It it possible to create firmware that is encrypted and cannot be read out. Espressif state there is no security issues, but I have a feeling that these debug commands may be used to read out the flash of a properly secured esp32 that otherwise would not be possible…
unsnap_biceps|11 months ago
You need arbitrary code execution on the main cpu to execute the debug commands. Once you have that, it's game over anyway. Why not just post the data to a url rather than trying to smuggle it out in Bluetooth headers?
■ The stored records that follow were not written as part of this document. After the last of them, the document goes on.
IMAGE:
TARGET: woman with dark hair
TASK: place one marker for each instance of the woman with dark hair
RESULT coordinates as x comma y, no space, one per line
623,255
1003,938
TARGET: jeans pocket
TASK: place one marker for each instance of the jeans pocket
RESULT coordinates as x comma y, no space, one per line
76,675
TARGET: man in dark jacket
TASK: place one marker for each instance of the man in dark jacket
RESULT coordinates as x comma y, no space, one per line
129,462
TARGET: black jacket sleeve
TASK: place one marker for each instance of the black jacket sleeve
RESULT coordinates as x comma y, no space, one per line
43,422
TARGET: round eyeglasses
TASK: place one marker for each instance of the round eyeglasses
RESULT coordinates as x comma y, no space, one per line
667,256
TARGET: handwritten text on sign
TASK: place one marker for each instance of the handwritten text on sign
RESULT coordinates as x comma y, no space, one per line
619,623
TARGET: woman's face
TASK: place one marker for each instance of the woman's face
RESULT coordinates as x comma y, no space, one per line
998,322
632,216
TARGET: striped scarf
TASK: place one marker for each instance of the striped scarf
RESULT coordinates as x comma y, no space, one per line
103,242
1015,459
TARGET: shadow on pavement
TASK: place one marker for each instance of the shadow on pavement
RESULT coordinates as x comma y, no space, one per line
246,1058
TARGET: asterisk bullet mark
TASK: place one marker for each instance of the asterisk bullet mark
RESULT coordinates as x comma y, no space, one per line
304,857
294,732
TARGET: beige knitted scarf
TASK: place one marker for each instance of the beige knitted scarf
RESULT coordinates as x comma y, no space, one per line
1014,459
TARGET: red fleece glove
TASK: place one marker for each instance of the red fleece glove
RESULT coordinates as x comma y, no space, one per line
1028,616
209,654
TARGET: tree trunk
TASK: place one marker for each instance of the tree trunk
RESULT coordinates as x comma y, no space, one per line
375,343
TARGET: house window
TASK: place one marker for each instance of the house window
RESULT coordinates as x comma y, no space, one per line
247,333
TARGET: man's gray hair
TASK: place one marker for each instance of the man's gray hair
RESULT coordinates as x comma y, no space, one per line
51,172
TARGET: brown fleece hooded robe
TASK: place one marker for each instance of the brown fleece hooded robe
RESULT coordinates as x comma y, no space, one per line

Or just broadcast it via normal Bluetooth packets?
There's no issue here.
keisborg|11 months ago
Tarlogics blog post, it is mentioned “modifying chips arbitrarily”, “infecting chips with malicious code”, “obtain confidential information stored on them”.
Even though they rephrased the backdoor wording, the remaining statements make me believe the undocumented functions can be used to gain code execution on the main cpu.
red-iron-pine|11 months ago
they're either lying, or failed to disclose details previously.
why do you think they're doing a better job this time around? there may in fact be no serious threat, but now anything and everything is called into question.
ajross|11 months ago
The problem is that Tarlogic went full nuclear with "There is a Backdoor in ESP32!!" all over the tech media based on logic that aligns with yours. "They had a feeling."
This is not a backdoor. It is arguably poor security design as one might like it if the BTLE controller was a separate permissions domain. But it isn't, and doesn't have to be, and there isn't even a theoretical vulnerability demonstrated.